Je déménage dans deux semaines et j’ai besoin de boîtes. Sauf que je ne suis pas capable d’en demander. Chaque fois que je vais à l’épicerie, j’y pense et ça me gêne, et je me dis que je pourrai toujours en demander la prochaine fois. Ça va durer comme ça jusqu’à ce que ce soit urgent. Et alors je vais en manquer, et je vais devoir en acheter. Acheter des boîtes. Je suis loser de même.
Après mon évaluation à l’urgence psychiatrique au début de l’automne, on m’a conseillé l’hôpital de jour. J’y ai pris rendez-vous, et quelques semaines plus tard un psychiatre un peu bonasse m’accueillait, flanqué d’une infirmière et d’une stagiaire. Moi j’étais flanqué de mon frère, qui allait plus tard me révéler que la stagiaire avait passé tout l’entretien à faire des doodles sur son pad.
Le psy me pointe une citation d’Einstein sur le mur de son bureau: « We can’t solve problems by using the same kind of thinking we used when we created them. » et avant même que j’aie pu placer un mot, il m’explique que la psychanalyse, c’est pas bon pour les « borderline » comme moi qui sont déjà très accaparés par leur propre esprit. Ça crée un feedback loop de réflexion qui souvent empire les choses.
Non, ce que ça me prend, c’est l’entraînement aux habiletés psychosociales de Marsha Linehan, un traitement de type dialectique, où le but n’est pas de comprendre, mais de se placer dans l’action avec une série de gestes apparemment anodins, mais qui viennent petit à petit à faire tilter notre cerveau. Il me donne cet exemple: aller dans une fromagerie, demander à goûter deux ou trois fromages et partir sans rien acheter. Ça me semble attirant. C’est vrai que ce me ferait changement du divan.

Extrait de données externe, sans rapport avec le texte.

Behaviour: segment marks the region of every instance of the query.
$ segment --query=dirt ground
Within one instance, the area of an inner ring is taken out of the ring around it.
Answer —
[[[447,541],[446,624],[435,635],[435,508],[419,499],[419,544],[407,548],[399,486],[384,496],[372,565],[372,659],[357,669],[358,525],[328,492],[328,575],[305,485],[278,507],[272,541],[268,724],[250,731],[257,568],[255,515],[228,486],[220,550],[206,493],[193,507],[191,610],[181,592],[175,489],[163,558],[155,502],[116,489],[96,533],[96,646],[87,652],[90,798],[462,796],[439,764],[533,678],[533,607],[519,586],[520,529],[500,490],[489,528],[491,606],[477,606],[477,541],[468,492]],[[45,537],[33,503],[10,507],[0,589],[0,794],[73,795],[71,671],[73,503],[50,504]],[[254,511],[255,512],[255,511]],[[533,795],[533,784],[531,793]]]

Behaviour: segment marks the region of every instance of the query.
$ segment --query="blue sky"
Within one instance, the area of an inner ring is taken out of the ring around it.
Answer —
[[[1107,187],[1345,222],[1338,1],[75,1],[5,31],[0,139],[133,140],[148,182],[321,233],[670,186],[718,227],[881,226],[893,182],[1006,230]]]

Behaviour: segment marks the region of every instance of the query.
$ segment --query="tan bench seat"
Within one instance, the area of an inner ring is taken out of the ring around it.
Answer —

Normalement, c’est un programme qui se donne en six semaines, durant lesquelles le patient (c’est moi, ça!) doit être à l’hôpital tous les jours (d’où le nom « hôpital de jour », duh). Comme j’ai maintenant un boulot, et que je vais déjà beaucoup mieux que lorsque j’étais entré à l’urgence, le bon docteur me donne le petit guide, et me dit: « Vous êtes un garçon brillant, vous êtes capable de le faire par vous-mêmes. »
C’est là qu’il se trompait. J’ai lu tout le guide en me disant souvent « Ah oui, c’est intéressant, faudrait que j’essaie ça », mais je n’ai rien fait. Je ne suis pas allé dans le food court d’un centre d’achats pour demander un verre d’eau, le boire et m’en aller. Pas plus tard que samedi soir, j’étais dans un bar, et j’étais gêné de demander seulement un verre d’eau, alors j’ai pris un shooter de vodka en plus.
Si je suis trop gêné pour demander des boîtes vides à l’épicerie, je me demande comment je vais arriver à l’inviter prendre un verre.
Drôle de conseil… :S
Bordeline, ce n’est pas une question d’intelligence… si tu n’avais pas eu besoin d’une aide extérieure qui te pousse un peu, tu aurais probablement agi avant… Si tu veux des boîtes, j’en ai des tonnes à ma petite place (près de la plaza St-Hubert)… :-)
Ouais… Comme je l’ai déjà dit, je suis plus ou moins d’accord avec le diagnostic de borderline dans mon cas, mais c’est vrai que je souffre de quelques uns des symptômes. En ce sens, le docteur aurait dû se douter que me lancer seul avec les exercices ne fonctionnerait pas. Il n’était pas très brillant lui-même.
Merci pour l’offre de boîtes, mais le lazyweb, ça ne m’aide pas à faire face à mes démons. Je dois demander ces boîtes moi-même, en personne.
Bon, j’ai fait quelques progrès cette semaine.
D’abord, j’ai demandé une frite à un inconnu dans un restaurant.
Ensuite, j’ai retourné un livre chez Renaud-Bray, sans donner de raison.
Enfin, j’ai demandé des boîtes à l’épicerie, pas une, mais bien deux fois. Ils n’en avaient plus. C’est rien pour m’encourager à me renmieuter, franchement.